Nakuru County government has launched the biometric registration of its employees to get rid of ghost workers and entrench efficiency and effectiveness in public service delivery.
Governor Susan Kihika however assured that the exercise, which will verify staff on the county payroll and their qualifications, was not meant to victimize anyone but to ensure that all public servants were accounted for.
She said with the biometric registration, the County government would be able to put to rest the issue of ghost workers and enhance efficiency in public resources management.
“This will not only give us a good picture of the capabilities we have in our service, but also provide us data on how we can better deploy these capabilities,” said Kihika.
The governor explained that the acquired data would be used to build a digital registry that would enhance transparency in all human resource management processes, including promotion, deployment and accountability.
A biometric staff audit conducted by Price-Waterhouse Coopers between May 28 and June 16, 2018 revealed that the Nakuru County government paid an average of Sh1.13 million annually to ghost workers.
The audit report further revealed that 23 employees were not accounted for but were still retained in the county payroll, taking home salaries and benefits. The report also indicated that 136 workers in the payroll were missing from the biometric register.
The audit revealed that during the now-defunct municipal system, positions of irrelevant employees including rat catchers were created, contributing to the ever-blotting wage bill.
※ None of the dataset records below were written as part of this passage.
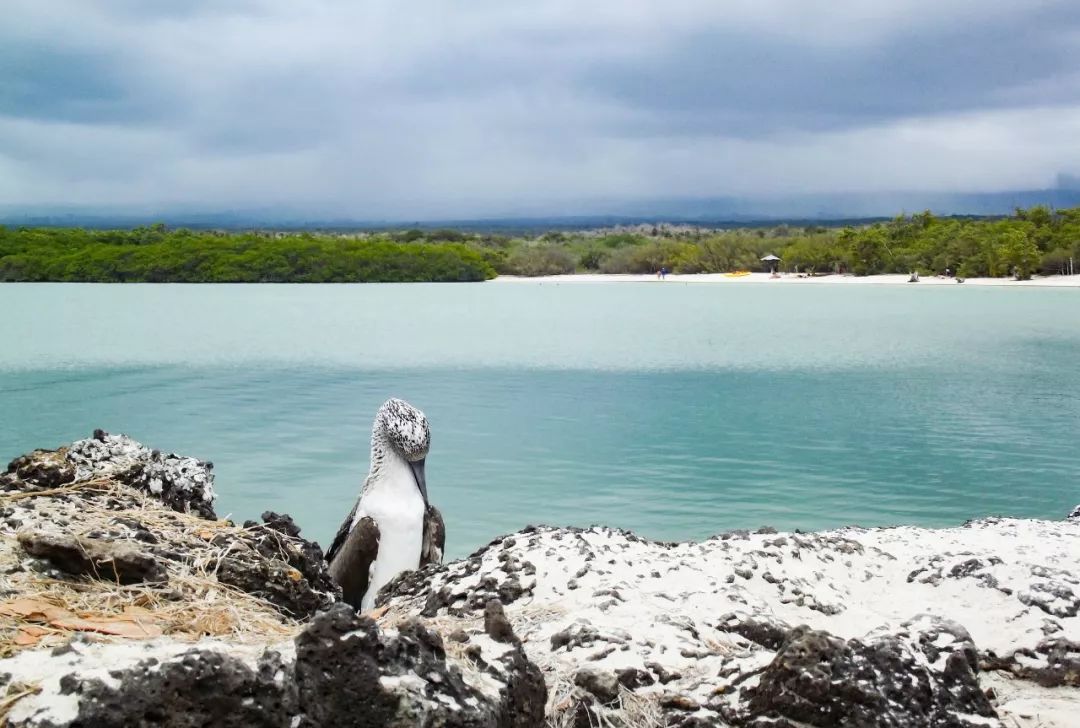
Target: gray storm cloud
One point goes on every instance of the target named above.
(434, 109)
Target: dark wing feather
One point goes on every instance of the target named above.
(342, 534)
(351, 565)
(434, 537)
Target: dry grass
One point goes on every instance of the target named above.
(191, 605)
(14, 692)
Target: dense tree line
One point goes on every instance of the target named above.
(1028, 242)
(154, 254)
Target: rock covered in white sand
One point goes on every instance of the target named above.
(183, 483)
(341, 670)
(782, 629)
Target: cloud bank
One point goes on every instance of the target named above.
(431, 108)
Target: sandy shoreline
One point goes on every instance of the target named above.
(785, 279)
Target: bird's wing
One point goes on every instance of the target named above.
(351, 565)
(342, 534)
(434, 537)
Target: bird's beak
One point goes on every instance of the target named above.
(420, 482)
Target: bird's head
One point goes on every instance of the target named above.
(406, 430)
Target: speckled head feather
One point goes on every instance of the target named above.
(404, 428)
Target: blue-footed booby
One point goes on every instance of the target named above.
(392, 527)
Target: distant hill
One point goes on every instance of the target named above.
(713, 212)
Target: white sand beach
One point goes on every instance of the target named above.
(785, 279)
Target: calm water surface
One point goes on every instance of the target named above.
(677, 410)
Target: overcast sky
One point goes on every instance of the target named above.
(434, 108)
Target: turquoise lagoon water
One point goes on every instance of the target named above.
(676, 410)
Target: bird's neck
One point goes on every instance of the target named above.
(390, 473)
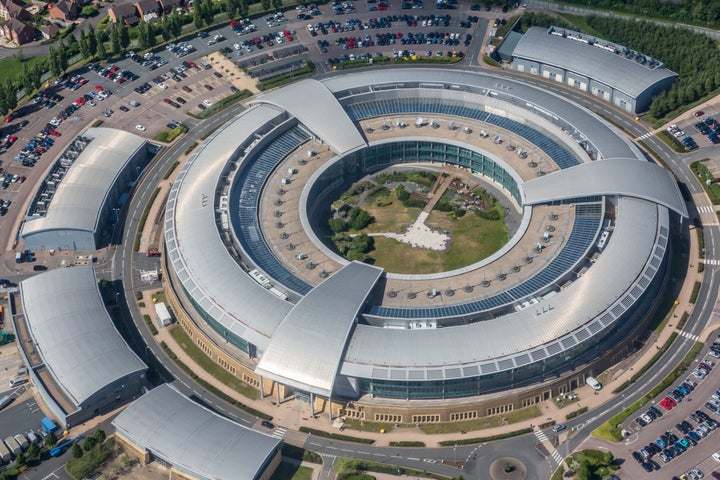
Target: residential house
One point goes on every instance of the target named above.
(148, 10)
(65, 10)
(10, 9)
(18, 31)
(126, 11)
(169, 5)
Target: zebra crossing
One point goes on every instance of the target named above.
(540, 435)
(689, 335)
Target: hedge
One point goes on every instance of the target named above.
(336, 436)
(470, 441)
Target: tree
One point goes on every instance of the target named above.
(26, 79)
(115, 40)
(100, 50)
(54, 62)
(89, 443)
(358, 219)
(100, 435)
(92, 40)
(89, 10)
(33, 451)
(197, 15)
(51, 439)
(124, 35)
(337, 225)
(76, 450)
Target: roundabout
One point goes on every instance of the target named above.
(528, 322)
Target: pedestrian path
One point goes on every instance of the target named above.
(689, 335)
(706, 209)
(645, 136)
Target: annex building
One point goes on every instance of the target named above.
(626, 78)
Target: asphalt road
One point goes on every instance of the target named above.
(477, 458)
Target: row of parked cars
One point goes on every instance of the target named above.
(710, 128)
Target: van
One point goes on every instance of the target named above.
(17, 382)
(593, 383)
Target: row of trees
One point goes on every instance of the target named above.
(705, 13)
(692, 55)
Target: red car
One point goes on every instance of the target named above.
(668, 403)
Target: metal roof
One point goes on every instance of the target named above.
(608, 140)
(616, 176)
(73, 332)
(612, 69)
(315, 106)
(203, 264)
(307, 347)
(387, 353)
(80, 196)
(202, 443)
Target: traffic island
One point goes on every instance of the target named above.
(508, 468)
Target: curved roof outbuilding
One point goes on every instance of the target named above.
(202, 443)
(74, 334)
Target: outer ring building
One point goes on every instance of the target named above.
(524, 324)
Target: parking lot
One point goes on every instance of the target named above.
(676, 436)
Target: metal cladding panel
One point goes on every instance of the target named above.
(80, 196)
(204, 444)
(613, 70)
(309, 343)
(73, 332)
(315, 106)
(373, 349)
(203, 264)
(616, 176)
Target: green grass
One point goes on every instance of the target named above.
(211, 388)
(702, 174)
(12, 67)
(287, 471)
(143, 219)
(491, 438)
(207, 364)
(695, 292)
(473, 238)
(336, 436)
(610, 430)
(365, 426)
(482, 423)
While observing that the registration exercise would enable strategic planning and budgeting for human resource development, including recruitment, training, and succession management, the governor directed that every staff member appear in person for the registration, having filled the biometric registration form prior to the exercise.
The Governor at the same time called on all county employees to cooperate and participate in the registration exercise to expedite its completion adding that it is in their best interest to get registered lest they are counted as ghost workers.
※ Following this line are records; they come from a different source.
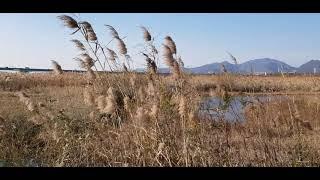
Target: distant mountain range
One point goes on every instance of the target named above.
(258, 66)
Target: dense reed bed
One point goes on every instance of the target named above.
(129, 119)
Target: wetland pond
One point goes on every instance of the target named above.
(233, 108)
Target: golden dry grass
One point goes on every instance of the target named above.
(75, 134)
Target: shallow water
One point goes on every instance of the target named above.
(232, 110)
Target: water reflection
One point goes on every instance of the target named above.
(233, 108)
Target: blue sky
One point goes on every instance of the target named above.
(35, 39)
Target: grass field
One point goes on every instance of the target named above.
(128, 119)
(155, 124)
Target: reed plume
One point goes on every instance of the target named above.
(233, 58)
(171, 44)
(182, 107)
(56, 67)
(113, 32)
(88, 30)
(121, 46)
(125, 67)
(223, 68)
(69, 22)
(180, 62)
(151, 65)
(86, 62)
(146, 34)
(78, 44)
(112, 56)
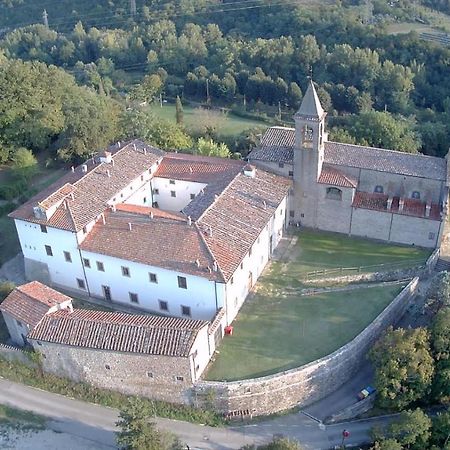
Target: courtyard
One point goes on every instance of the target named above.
(280, 328)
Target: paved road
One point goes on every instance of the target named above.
(97, 423)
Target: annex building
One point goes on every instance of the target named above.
(175, 234)
(352, 189)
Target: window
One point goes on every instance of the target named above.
(163, 305)
(334, 194)
(182, 283)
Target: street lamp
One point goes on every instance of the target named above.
(345, 434)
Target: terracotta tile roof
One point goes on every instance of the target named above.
(169, 243)
(277, 145)
(92, 190)
(416, 165)
(411, 207)
(152, 335)
(149, 211)
(239, 215)
(334, 177)
(32, 301)
(202, 169)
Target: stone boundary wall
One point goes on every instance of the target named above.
(390, 275)
(15, 354)
(306, 384)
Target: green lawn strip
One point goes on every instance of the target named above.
(21, 373)
(21, 420)
(273, 333)
(230, 125)
(322, 250)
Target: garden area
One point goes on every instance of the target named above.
(279, 327)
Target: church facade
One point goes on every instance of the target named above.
(362, 191)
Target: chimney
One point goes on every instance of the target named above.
(389, 205)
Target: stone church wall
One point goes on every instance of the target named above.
(309, 383)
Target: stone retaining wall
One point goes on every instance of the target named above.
(306, 384)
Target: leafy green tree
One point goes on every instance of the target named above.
(207, 147)
(179, 111)
(381, 129)
(404, 367)
(413, 429)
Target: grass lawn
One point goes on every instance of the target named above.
(275, 331)
(227, 124)
(320, 250)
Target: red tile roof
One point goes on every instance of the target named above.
(92, 190)
(32, 301)
(334, 177)
(152, 335)
(201, 169)
(166, 242)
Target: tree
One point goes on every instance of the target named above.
(137, 432)
(207, 147)
(179, 111)
(404, 367)
(412, 429)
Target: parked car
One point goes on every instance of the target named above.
(369, 390)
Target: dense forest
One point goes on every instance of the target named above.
(251, 56)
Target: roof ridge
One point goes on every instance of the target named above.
(200, 233)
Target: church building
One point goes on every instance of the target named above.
(352, 189)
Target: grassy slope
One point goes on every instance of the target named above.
(275, 333)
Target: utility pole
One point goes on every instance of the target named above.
(45, 18)
(133, 8)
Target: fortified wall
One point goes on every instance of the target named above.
(306, 384)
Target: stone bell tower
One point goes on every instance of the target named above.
(308, 156)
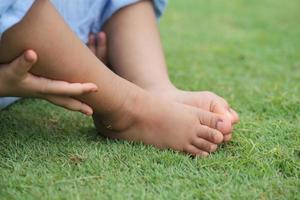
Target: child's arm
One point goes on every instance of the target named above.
(135, 50)
(16, 81)
(62, 56)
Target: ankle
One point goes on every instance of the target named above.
(125, 114)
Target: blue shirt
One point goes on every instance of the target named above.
(83, 17)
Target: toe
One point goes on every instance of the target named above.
(204, 145)
(227, 137)
(209, 134)
(193, 150)
(235, 116)
(215, 121)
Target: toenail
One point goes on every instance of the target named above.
(109, 127)
(219, 124)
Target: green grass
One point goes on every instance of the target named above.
(246, 51)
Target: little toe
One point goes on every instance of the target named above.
(235, 116)
(215, 121)
(204, 145)
(210, 134)
(227, 137)
(193, 150)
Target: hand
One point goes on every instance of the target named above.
(15, 80)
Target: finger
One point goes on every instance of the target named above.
(102, 47)
(23, 63)
(71, 104)
(62, 88)
(92, 43)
She said the exercise would be rolled out across all the 11 sub-counties of Kuresoi South, Kuresoi North, Molo, Njoro, Rongai, Subukia, Bahati, Nakuru Town West, Nakuru Town East, Gilgil and Naivasha where workers were required to present an original national ID card, a completed biometric data form, original academic and professional certificates, letters of first and current appointments, a current pay slip and a birth certificate.
The move comes at a time when the county is grappling with a massive wage bill, 10 years since the advent of devolution, which gobbles up more than half of the county’s annual budget.
The devolved unit has more than 6,000 staff on its payroll, most of whom are carryovers from the defunct municipal and county councils. In the past five years, the county has recruited more employees, adding more than 1,200 to the payroll.
According to the 2017/2018 Auditor General report, Nakuru County government’s wage bill increased from Sh4,443,861,221 in 2014/2015 to Sh5,110, 659,087 in 2016/2017 financial year and 5, 554,520,308 in the 2017/2018 financial year.
Records from the finance department indicate that out of the Sh17 billion budget for the 2022/2023 financial year, the county will use a whopping Sh7.46 billion (43.6 per cent) for salaries and wages.
The county government, according to the data, has been exceeding the recommended expenditure of 35 per cent for the past five years.
The Public Finance Management Act 2015 sets a limit of the county government’s expenditure on wages and benefits at 35 per cent of the county’s total revenue.